To make a heat map I first have to create a tidy dataset using the gather function:

```
> data <- gather(data, sector, waarde, -Variable)
> data
# A tibble: 497 × 3
Variable sector waarde
<chr> <chr> <dbl>
1 Banen Totaal 0.9999791
2 Levensverwachting Totaal 1.0000000
3 Kwaliteit onderwijs Totaal 0.9756184
4 Recreatie Totaal 0.5286922
5 Natuurrampen Totaal 1.0000000
6 Clustering chemie Totaal 0.8412901
7 Specialisatie landbouw Totaal 0.9799395
8 Specialisatie electriciteit Totaal 0.9998956
9 Bereikbaarheid Totaal 0.9505062
10 Cultuur Totaal 0.9457468
# ... with 487 more rows
```

To be able to sort the heat map based on average values, I create a new variable with the average of all the percentages, order it in descending order and refactor the sector names, so that it remains in the order I want in the heatmap:

```
data <- data %>%
group_by(Variable) %>%
mutate(gemiddelde = mean(waarde),
sector <- as.character(sector),
sector <- factor(sector,
levels=c("Totaal", "Landbouw", "Constructie",
"fbs", "Industrie", "Niet markt diensten",
"wrtdchc"))) %>%
arrange(desc(gemiddelde))
```

The data now looks like:

```
> data
# A tibble: 497 × 6
Variable sector waarde gemiddelde `sector <- as.character(sector)`
<chr> <fctr> <dbl> <dbl> <chr>
1 Waarde in 1991 Totaal 1.0000000 1.0000000 Totaal
2 Waarde in 1991 Landbouw 1.0000000 1.0000000 Landbouw
3 Waarde in 1991 Constructie 1.0000000 1.0000000 Constructie
4 Waarde in 1991 fbs 1.0000000 1.0000000 fbs
5 Waarde in 1991 Industrie 1.0000000 1.0000000 Industrie
6 Waarde in 1991 Niet markt diensten 1.0000000 1.0000000 Niet markt diensten
7 Waarde in 1991 wrtdchc 1.0000000 1.0000000 wrtdchc
8 Levensverwachting Totaal 1.0000000 0.9134179 Totaal
9 Levensverwachting Landbouw 0.9523641 0.9134179 Landbouw
10 Levensverwachting Constructie 0.9995199 0.9134179 Constructie
# ... with 487 more rows, and 1 more variables: `sector <- factor(sector, levels =
# c("...` <fctr>
```

With the `geom_tile`

aesthetic from `ggplot2`

I can now create the heat map I want as follows (note that I used the package `RColorBrewer`

for my colour palette):

```
# Note that for ggplot I still have to reorder the variable I want based on the gemiddelde
p <- ggplot(data,aes(x = sector, y = reorder(Variable,gemiddelde))) +
geom_tile(aes(fill = waarde),colour = "white") +
scale_fill_distiller("Percentage\nsignificant",
palette = "Spectral") +
theme_grey(base_size = 9) +
labs(x = "",y = "") +
scale_x_discrete(expand = c(0, 0)) +
scale_y_discrete(expand = c(0, 0)) +
theme(axis.ticks = element_blank(),
axis.text.x = element_text(size = 9 *0.8,
angle = 330, hjust = 0, colour = "grey50"))
```

Which finally produces the following plot.

## Implications

When looking at the plot above, it is remarkable that most of the variables are not significant at all times.

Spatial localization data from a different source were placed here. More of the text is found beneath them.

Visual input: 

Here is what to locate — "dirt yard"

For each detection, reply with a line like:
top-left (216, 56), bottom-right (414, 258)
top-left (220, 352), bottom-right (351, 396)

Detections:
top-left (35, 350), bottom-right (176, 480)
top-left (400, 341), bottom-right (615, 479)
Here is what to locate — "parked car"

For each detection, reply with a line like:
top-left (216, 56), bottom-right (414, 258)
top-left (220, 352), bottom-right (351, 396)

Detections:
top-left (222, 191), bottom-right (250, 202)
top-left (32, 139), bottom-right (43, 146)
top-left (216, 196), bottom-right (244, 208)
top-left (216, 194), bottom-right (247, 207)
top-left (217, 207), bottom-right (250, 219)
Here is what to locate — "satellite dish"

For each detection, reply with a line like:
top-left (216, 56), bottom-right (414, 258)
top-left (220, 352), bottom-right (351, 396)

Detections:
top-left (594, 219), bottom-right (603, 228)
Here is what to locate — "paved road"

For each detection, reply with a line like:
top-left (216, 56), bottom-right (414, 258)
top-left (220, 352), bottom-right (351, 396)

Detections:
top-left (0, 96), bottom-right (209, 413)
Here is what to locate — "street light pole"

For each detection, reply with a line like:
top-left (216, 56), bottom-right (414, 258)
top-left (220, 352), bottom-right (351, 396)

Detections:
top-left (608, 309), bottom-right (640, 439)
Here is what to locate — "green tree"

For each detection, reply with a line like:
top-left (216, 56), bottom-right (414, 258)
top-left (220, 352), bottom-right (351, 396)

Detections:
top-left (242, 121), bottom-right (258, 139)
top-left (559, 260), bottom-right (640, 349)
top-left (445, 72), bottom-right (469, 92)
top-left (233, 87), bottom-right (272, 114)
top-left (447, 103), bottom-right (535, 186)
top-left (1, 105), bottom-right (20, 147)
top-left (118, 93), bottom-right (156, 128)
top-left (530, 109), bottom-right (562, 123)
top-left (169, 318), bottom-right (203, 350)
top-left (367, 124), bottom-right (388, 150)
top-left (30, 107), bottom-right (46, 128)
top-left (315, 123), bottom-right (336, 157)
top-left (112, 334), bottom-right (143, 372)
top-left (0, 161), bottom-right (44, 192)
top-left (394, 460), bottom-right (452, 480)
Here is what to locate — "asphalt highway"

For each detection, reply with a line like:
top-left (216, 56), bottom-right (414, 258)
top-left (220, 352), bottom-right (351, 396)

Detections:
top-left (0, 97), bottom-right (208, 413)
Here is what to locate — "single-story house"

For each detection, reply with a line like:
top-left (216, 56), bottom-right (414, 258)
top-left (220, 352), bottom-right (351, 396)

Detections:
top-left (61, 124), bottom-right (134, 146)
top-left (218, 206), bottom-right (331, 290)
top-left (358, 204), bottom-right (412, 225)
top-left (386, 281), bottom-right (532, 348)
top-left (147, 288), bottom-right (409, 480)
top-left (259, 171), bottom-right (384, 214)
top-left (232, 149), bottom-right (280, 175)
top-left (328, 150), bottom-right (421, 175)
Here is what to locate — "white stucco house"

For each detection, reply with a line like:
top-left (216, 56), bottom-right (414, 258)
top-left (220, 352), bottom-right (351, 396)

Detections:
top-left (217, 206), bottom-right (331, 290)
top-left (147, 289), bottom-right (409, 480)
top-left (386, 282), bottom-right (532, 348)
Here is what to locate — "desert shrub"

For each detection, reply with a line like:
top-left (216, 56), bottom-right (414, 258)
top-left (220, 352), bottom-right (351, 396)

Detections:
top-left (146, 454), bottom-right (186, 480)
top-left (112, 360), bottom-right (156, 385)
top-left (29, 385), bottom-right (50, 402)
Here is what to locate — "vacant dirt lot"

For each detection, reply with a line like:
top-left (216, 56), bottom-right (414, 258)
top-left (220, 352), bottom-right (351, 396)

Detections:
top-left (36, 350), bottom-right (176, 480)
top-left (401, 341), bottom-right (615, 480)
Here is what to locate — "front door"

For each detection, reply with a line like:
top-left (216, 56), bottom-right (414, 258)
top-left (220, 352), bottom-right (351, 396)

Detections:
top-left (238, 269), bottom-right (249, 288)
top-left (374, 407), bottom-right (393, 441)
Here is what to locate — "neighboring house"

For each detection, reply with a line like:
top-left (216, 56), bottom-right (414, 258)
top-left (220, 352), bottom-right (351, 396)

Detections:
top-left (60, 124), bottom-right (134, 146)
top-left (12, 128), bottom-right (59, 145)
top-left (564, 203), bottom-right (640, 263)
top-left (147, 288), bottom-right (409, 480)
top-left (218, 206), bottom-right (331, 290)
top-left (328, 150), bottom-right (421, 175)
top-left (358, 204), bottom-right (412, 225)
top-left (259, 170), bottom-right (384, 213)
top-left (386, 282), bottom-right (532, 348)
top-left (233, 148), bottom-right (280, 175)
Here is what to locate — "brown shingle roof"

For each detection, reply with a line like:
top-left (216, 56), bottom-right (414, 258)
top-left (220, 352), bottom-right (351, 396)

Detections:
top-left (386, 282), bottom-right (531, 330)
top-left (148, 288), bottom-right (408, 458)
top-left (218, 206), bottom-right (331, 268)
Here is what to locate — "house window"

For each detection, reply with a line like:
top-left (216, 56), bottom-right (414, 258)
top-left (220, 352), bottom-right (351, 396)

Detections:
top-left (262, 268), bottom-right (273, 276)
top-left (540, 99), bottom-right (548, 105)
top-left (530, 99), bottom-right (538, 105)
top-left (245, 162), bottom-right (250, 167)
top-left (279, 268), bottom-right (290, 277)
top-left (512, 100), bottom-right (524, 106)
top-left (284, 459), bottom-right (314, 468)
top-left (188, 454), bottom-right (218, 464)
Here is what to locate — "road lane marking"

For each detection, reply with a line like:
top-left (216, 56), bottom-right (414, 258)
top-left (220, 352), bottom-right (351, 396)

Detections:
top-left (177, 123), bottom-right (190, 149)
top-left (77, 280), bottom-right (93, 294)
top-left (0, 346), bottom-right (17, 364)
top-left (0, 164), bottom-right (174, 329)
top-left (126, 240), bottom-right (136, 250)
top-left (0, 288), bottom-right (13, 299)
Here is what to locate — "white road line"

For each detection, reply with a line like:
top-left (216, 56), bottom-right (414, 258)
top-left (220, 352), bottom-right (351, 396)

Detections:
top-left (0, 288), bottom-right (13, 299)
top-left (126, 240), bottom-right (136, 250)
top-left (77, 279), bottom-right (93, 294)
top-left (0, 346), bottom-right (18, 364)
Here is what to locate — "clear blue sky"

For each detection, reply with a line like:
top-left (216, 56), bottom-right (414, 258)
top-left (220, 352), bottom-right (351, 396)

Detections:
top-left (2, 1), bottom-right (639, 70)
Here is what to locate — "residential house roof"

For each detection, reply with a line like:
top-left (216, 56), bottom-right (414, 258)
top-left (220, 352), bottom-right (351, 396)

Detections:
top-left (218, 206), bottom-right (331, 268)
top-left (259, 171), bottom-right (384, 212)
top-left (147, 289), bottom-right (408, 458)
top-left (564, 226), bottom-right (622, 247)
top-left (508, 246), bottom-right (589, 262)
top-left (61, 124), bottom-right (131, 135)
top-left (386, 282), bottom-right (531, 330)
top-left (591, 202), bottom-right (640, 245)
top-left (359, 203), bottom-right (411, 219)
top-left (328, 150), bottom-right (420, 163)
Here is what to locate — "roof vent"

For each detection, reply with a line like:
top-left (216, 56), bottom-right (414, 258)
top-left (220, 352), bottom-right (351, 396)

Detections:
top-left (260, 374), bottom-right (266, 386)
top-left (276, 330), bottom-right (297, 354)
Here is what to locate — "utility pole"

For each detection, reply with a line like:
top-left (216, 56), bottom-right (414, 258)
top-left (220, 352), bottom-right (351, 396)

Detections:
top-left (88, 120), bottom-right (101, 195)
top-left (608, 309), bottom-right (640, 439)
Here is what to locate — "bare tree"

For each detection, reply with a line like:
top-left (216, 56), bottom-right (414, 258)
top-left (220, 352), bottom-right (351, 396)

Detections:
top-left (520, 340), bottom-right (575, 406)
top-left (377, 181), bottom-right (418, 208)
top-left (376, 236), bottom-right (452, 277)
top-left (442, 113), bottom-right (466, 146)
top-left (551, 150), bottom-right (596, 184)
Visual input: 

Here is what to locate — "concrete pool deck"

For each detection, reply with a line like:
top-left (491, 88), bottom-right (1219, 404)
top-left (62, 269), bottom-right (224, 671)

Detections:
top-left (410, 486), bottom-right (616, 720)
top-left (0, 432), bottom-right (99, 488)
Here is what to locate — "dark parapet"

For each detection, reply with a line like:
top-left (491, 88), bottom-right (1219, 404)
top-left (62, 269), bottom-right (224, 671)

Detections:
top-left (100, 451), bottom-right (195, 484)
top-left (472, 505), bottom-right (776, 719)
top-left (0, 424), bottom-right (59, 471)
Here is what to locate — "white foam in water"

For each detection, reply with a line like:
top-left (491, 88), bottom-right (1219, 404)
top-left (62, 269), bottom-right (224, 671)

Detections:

Worse, most of them are not even significant 75% or even 50% of all cases. This casts great doubt upon the robustness and even validity of most of the determinants oftentimes used in these type of analyses. On the other hand, some of the determinants of city growth may only be important in combination with other determinants. So the next step, would be to look at the impact conditional on other determinants.